An orrery is a planetarium, a working model of the Solar System. The orrery contains the Sun, Moon, Mercury, Venus, Earth, Mars, Jupiter and Saturn. The Sun is painted at the center of the ceiling, and the Earth is represented by a golden orb dangling on a wire. It is painted with royal blue glimmer and outlined in shiny gold paint.

The zodiac is also depicted.  The clockwork-like mechanical planetarium moves as it does in reality at a reduced scale. The planetarium is very exact, but is not perfect. The pendulum, for instance, is made of a single type of metal so it is influenced by temperature fluctuations.

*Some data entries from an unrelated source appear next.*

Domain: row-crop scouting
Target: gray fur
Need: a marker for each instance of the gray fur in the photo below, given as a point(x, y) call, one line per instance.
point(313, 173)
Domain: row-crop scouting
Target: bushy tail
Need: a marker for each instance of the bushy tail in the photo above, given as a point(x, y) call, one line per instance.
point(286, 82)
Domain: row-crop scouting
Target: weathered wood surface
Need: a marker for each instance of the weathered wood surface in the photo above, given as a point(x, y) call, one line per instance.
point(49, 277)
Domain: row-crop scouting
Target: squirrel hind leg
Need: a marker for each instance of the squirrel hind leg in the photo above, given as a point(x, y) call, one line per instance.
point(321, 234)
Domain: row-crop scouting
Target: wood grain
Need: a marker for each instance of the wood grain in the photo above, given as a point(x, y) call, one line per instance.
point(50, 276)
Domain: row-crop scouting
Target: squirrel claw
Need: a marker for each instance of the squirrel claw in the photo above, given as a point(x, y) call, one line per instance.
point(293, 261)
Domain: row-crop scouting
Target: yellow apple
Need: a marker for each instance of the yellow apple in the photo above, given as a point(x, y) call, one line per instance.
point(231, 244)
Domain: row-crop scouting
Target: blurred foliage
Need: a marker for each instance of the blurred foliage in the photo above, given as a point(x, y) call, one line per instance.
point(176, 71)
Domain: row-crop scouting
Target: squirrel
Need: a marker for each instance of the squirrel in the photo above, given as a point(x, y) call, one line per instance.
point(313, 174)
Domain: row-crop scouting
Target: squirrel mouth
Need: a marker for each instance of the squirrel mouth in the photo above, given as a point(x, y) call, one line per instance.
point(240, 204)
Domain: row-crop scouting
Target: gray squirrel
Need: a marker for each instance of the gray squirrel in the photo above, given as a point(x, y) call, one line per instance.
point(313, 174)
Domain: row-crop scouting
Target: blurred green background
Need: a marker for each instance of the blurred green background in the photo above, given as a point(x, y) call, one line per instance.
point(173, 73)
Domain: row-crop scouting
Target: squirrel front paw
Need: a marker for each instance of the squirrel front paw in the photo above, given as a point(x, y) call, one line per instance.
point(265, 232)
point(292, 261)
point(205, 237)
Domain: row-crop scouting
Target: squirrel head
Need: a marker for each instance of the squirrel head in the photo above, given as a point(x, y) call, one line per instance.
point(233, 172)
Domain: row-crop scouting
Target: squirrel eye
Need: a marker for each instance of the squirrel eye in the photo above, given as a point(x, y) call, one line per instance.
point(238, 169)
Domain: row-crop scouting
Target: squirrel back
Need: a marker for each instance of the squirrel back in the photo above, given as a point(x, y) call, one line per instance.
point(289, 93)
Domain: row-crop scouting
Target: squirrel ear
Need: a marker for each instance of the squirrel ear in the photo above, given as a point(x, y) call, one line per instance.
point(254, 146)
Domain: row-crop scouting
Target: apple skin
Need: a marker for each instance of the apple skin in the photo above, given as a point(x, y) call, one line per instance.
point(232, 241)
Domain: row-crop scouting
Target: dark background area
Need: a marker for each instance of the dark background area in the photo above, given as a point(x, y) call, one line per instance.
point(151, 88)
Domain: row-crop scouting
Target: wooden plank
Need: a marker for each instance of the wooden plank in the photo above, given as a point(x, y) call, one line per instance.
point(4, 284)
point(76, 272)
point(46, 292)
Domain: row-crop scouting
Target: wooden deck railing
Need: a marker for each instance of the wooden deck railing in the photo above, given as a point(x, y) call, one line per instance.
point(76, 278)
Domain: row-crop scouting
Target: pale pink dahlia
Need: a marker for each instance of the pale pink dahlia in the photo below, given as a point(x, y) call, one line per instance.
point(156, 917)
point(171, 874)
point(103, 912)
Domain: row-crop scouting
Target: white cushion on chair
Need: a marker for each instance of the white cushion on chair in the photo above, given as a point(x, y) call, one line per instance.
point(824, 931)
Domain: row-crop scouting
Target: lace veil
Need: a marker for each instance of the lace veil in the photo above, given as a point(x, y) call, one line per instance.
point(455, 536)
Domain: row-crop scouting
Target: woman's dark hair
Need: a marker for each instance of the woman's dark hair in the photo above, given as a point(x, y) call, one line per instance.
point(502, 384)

The "face" of the model looks down from the ceiling of what used to be his living room, with most of the mechanical works in the space above the ceiling. It is driven by a pendulum clock, which has 9 weights or ponds. The planets move around the model in real time, automatically. (A slight "re-setting" must be done by hand every four years to compensate for the February 29th of a leap year.) The planetarium includes a display for the current time and date. The plank that has the year numbers written on it has to be replaced every 22 years.

The Eise Eisinga Planetarium is the oldest still working planetarium in the world.

To create the gears for the model, 10,000 handmade nails were used.
In addition to the basic orrery, there are displays of the phase of the moon and other astronomical phenomena.

The orrery was constructed to a scale of 1:1,000,000,000,000 (1 millimetre: 1 million kilometres).